Write documentation

We believe Raspberry IO needs to have documentation as good as our code. It’s what you’re reading now and is generally the first point of contact for new developers. We value great, well-written documentation and aim to improve it as often as possible. And we’re always looking for help with documentation!

Getting the raw documentation

The official documentation is available on Read the Docs. This is the compiled HTML version. However, we edit it as a collection of text files (reST format) which live in the top-level docs/ directory of a Raspberry IO release. Note that the official documentation is currently built from the develop branch.

Using Sphinx

Before building the documentation, you must have downloaded the Raspberry IO source code. See the Get the code section for instructions on installing Raspberry IO locally.

We use the Sphinx documentation system (based on docutils). To build the documentation locally, you’ll need to install Sphinx.

$ pip install Sphinx

Then, building the HTML is easy. Just run make from the docs directory.

$ cd raspberryio/docs
$ make html

(or make.bat html on Windows)

The compiled HTML code will be in raspberryio/docs/_build/.

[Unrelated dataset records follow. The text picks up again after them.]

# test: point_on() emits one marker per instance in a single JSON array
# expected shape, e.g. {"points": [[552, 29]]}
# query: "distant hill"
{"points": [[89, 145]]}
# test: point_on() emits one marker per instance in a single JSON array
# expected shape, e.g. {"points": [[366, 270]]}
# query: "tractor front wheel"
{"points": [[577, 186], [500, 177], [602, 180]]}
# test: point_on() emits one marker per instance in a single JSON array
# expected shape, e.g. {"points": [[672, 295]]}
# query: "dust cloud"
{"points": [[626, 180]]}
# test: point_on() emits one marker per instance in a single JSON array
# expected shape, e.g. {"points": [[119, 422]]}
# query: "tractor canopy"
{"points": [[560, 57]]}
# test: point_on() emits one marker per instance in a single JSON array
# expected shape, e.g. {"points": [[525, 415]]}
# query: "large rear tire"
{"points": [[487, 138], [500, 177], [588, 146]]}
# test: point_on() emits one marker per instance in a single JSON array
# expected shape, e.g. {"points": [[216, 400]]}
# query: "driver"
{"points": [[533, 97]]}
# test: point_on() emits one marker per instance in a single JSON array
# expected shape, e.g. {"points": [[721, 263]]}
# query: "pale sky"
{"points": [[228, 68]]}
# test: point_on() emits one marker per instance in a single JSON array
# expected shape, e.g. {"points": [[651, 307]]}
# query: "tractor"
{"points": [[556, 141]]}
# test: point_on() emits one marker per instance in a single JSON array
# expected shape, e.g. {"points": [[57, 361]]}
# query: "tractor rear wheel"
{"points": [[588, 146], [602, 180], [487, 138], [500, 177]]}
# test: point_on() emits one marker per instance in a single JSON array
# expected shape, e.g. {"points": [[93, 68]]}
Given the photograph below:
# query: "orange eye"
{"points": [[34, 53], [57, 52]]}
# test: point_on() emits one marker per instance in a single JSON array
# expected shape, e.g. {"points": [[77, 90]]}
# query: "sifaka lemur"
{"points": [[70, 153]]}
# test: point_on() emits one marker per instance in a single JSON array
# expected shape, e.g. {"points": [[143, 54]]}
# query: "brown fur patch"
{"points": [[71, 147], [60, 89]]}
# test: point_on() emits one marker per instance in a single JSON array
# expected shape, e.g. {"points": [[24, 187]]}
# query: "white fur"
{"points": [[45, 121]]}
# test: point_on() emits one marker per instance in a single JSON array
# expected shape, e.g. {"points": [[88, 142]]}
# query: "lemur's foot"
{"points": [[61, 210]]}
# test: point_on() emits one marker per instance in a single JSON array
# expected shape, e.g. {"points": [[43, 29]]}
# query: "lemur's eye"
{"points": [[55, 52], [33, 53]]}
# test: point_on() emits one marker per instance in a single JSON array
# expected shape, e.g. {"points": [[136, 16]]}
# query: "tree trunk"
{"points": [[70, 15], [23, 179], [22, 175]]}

To get started contributing, you’ll want to read the reStructuredText Primer. After that, you’ll want to read about the Sphinx-specific markup that’s used to manage metadata, indexing, and cross-references.

Documentation starting points

Typically, documentation changes come in two forms:

  • General improvements: typo corrections, error fixes and better explanations through clearer writing and more examples.
  • New features: documentation of features that have been added to the framework since the last release.

If you’re interested in helping out, a good starting point is with the documentation label on the GitHub issue tracker.